Auch die junge Christengemeinschaft ist mit dieser Frage konfrontiert. Die Menschen damals sehen einen riesigen Berg an Aufgaben vor sich, aber haben gar nicht die Kräfte, alles das zu tun, was ihnen vorschwebt. Jesus bringt das auf den Punkt, wenn er sagt: „Die Ernte ist groß, aber es gibt nur wenig Arbeiter.“ Das geht heute manchmal bei der Frage los: „Wer schleppt die Stühle?“ oder „Wer spült nach dem Fest?“ bis hin zu der Frage: „Wer feiert mit uns die Gottesdienste?“ oder „Wer sorgt dafür, dass in unserem Dorf oder unserer Siedlung die Frohe Botschaft unter die Menschen gebracht wird?“ oder „Wer hat Lust, in ein Priesterseminar zu gehen?“

Eine Zeitenwende bringt es mit sich, dass neue Themen auf den Tisch kommen (müssen): Wir brauchen eine neue und differenzierte Kultur unserer Gottesdienste, die nicht nur auf den Priester fixiert sind. Uns begegnen Menschen, die bisher aufgrund ihrer sexuellen Orientierung außen vor waren. Die Entwicklung der Digitalisierung erfordert neue Fähigkeiten. Und der Hunger in der Welt und der Klimawandel braucht auch Menschen mit christlicher Überzeugung, die sich einmischen.

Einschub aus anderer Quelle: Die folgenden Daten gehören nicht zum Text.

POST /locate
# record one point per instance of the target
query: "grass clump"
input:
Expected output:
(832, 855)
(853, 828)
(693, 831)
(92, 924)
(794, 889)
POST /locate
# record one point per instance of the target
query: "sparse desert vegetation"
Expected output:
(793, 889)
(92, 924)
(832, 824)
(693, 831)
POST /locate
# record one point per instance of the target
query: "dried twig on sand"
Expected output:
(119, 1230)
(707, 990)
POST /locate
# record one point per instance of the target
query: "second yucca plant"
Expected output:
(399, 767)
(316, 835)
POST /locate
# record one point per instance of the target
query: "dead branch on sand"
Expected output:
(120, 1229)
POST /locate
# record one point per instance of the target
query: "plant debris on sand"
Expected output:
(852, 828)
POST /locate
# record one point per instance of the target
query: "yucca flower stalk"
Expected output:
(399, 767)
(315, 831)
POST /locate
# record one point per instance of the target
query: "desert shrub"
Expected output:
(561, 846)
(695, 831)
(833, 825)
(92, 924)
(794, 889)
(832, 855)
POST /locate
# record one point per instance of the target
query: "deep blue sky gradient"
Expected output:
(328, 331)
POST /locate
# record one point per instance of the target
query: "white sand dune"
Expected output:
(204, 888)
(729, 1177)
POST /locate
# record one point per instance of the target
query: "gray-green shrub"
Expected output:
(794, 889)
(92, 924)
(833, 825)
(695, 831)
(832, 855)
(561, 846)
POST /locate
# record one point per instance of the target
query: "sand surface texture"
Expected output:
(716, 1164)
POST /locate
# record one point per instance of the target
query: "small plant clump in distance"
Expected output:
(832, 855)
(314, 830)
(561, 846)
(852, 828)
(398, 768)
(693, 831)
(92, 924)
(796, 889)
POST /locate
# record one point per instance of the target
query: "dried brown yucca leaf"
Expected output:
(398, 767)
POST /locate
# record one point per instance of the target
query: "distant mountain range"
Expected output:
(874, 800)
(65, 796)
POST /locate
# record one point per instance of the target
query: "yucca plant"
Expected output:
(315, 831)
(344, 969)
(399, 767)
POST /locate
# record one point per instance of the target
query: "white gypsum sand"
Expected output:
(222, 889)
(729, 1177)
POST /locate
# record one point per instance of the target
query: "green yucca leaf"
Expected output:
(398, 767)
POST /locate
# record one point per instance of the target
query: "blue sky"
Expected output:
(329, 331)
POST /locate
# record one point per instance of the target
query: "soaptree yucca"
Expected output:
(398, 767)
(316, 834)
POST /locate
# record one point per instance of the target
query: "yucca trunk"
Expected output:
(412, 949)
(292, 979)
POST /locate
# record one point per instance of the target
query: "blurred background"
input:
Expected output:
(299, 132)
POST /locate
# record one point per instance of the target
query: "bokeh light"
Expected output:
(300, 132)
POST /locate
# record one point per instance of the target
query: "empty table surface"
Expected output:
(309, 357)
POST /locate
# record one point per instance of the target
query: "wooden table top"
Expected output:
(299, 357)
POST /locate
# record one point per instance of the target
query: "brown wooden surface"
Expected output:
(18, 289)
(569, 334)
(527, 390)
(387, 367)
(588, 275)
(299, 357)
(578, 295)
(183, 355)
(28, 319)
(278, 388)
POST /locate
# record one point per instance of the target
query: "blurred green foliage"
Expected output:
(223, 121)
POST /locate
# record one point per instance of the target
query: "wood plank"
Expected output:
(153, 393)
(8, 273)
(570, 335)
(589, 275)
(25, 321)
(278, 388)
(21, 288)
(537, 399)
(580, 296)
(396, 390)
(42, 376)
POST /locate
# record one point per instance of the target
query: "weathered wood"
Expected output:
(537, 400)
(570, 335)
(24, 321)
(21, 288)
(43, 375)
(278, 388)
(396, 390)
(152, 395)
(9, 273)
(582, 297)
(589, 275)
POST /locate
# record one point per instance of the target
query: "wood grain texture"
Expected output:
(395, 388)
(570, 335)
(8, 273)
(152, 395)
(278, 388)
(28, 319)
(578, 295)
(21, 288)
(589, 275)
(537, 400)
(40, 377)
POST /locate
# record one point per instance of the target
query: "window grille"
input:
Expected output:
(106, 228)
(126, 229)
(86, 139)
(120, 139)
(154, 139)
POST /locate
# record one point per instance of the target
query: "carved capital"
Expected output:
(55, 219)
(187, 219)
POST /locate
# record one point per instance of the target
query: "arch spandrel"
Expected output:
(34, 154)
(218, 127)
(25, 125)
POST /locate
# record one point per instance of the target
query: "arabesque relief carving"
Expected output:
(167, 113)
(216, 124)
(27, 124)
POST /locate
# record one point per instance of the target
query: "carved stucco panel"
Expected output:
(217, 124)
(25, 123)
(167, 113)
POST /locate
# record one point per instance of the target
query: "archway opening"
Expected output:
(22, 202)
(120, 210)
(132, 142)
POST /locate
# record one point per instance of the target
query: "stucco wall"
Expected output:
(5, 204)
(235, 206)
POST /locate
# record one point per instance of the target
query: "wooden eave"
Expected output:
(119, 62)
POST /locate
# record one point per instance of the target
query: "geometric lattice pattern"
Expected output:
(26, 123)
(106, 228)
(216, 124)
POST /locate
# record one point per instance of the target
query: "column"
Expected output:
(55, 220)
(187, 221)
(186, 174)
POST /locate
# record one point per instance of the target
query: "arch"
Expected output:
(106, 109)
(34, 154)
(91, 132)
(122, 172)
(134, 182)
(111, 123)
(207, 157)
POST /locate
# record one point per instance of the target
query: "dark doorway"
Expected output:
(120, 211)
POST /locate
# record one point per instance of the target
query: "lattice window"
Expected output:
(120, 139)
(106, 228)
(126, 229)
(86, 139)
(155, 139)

Wenn in Zukunft verstärkt in unserem Pastoralen Raum Wort-Gottes-Feiern angeboten werden, ist das ein deutliches Signal dafür, dass auch in der Kirche eine Zeitenwende im Gang ist. Sie fordert uns tatsächlich heraus, denn: Die Ernte ist groß… – bittet also den Herrn der Ernte. Letztlich brauchen wir dieses Vertrauen und einen hoffnungsvollen Blick in die Zukunft.